Shopping is undoubtedly one of the Dubai’s greatest draw cards, with the city often regarded as the ‘Shopping Capital of the Middle East’.
The souks, or traditional markets, are one of Dubai’s greatest attractions. They are located on both sides of the Dubai Creek, with the most impressive on the Deira side.
Dubai’s souks offer an atmospheric shopping experience with sights, sounds and aromas that hint of yesteryear. The Spice Souk, Al-Sabkha Road, is more of a tourist attraction, while the buzzing Gold Souk, Sikkat al-Khali Street, offers some great deals on gold necklaces, rings, bangles, earrings and brooches, with gold prices among the lowest in the world. The gold souks are strictly regulated, so there is little chance of customers being ripped off in terms of quality, although prices do vary greatly and bargaining is essential.
The Electronics Souk, near Beniyas Square, might sound a slightly incongruous idea but this is Dubai, which means that, with shopping, anything goes.
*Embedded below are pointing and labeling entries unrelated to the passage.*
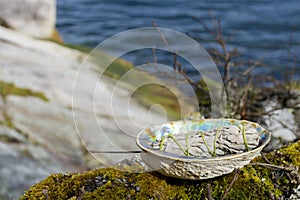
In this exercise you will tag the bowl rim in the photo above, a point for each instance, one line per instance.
(168, 155)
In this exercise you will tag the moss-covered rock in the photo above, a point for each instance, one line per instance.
(273, 175)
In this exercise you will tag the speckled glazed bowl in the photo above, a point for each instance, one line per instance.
(224, 154)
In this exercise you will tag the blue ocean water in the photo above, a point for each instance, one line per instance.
(263, 30)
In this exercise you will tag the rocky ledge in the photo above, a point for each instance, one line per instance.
(38, 136)
(271, 176)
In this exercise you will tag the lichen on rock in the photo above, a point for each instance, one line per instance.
(273, 175)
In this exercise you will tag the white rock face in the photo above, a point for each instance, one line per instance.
(33, 17)
(44, 139)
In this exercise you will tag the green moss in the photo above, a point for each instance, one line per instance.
(253, 182)
(10, 89)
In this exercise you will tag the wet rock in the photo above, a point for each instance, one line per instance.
(34, 18)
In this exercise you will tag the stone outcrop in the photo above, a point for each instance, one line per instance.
(32, 17)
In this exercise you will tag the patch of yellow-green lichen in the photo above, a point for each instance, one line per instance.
(10, 89)
(251, 182)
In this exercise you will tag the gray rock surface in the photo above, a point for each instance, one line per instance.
(32, 17)
(43, 138)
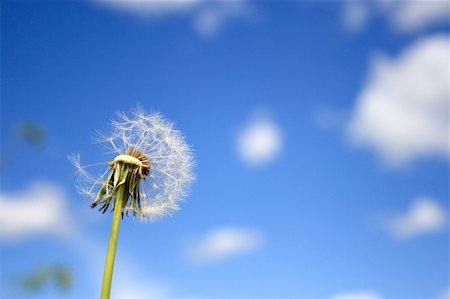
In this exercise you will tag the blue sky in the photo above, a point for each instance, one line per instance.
(320, 136)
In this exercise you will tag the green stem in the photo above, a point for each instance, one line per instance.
(109, 264)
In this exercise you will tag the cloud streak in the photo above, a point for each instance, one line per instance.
(259, 142)
(40, 209)
(223, 243)
(402, 111)
(208, 17)
(424, 216)
(402, 16)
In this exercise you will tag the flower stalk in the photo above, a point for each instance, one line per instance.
(112, 245)
(148, 176)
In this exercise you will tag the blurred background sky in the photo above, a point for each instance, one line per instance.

The gargantuan Mall of the Emirates has been usurped in size by the largest mall in the world, Dubai Mall, which opened at the end of 2008 in a space equivalent to over 50 soccer fields.
After an initially cautious start, Dubai Mall is now buzzing with 1,200 retail outlets, a 22-screen Cineplex, 160 food options, 220 gold and jewellery outlets, an Olympic-sized ice-skating rink and a Hamley’s toy store.
The best-value items at the large shopping malls are mainly electrical goods and designer clothing, although interesting local products include carpets, Bedouin jewellery and Arabian souvenirs.
Mirdif City Center Mall, barely 15 minutes from Deira City Centre, has opened its doors with 430 shops and larger emphasis on leisure (i-FLY, Aquaplay) than some of its counterparts.
Established malls are remodelling their services in the face of new competition.
Deira City Centre, for example, located not far from Dubai Intenational Airport, has opened 18 new convenience and service-oriented stores in the Metro Link, which starts from the mall entrance by the Dubai Metro station, providing 1,680sq m (18,083sq ft) of additional retail space. The shopping centre’s large cinema facilities, Carrefour hypermarket, food court, coffee shops and numerable small stores cater for a range of budgets and ages.
If you’re looking for a shopping experience beyond the malls, Global Village, located off the Emirates Road highway that skirts around the city, offers more than 30 pavilions which blend retail, art and entertainment. In 2011, this included a dancing fountain show, water screen and global cultural theatre.
Dubai’s shops are rarely closed although Friday morning is the one exception, when most stores are shut as it’s the holy day. Larger malls are open 1000-2200 and often even later during festival periods. Dubai’s souks are open Saturday-Thursday 0700-1200 and 1700-1900, and Friday from1700-1900.
Spices, gold, designer wear and electronics goods are among the popular souvenirs purchased in Dubai.
There is no sales tax in Dubai and the airport is renowned for having one of the finest duty-free opportunities in the world.
This is open to both arriving and departing passengers.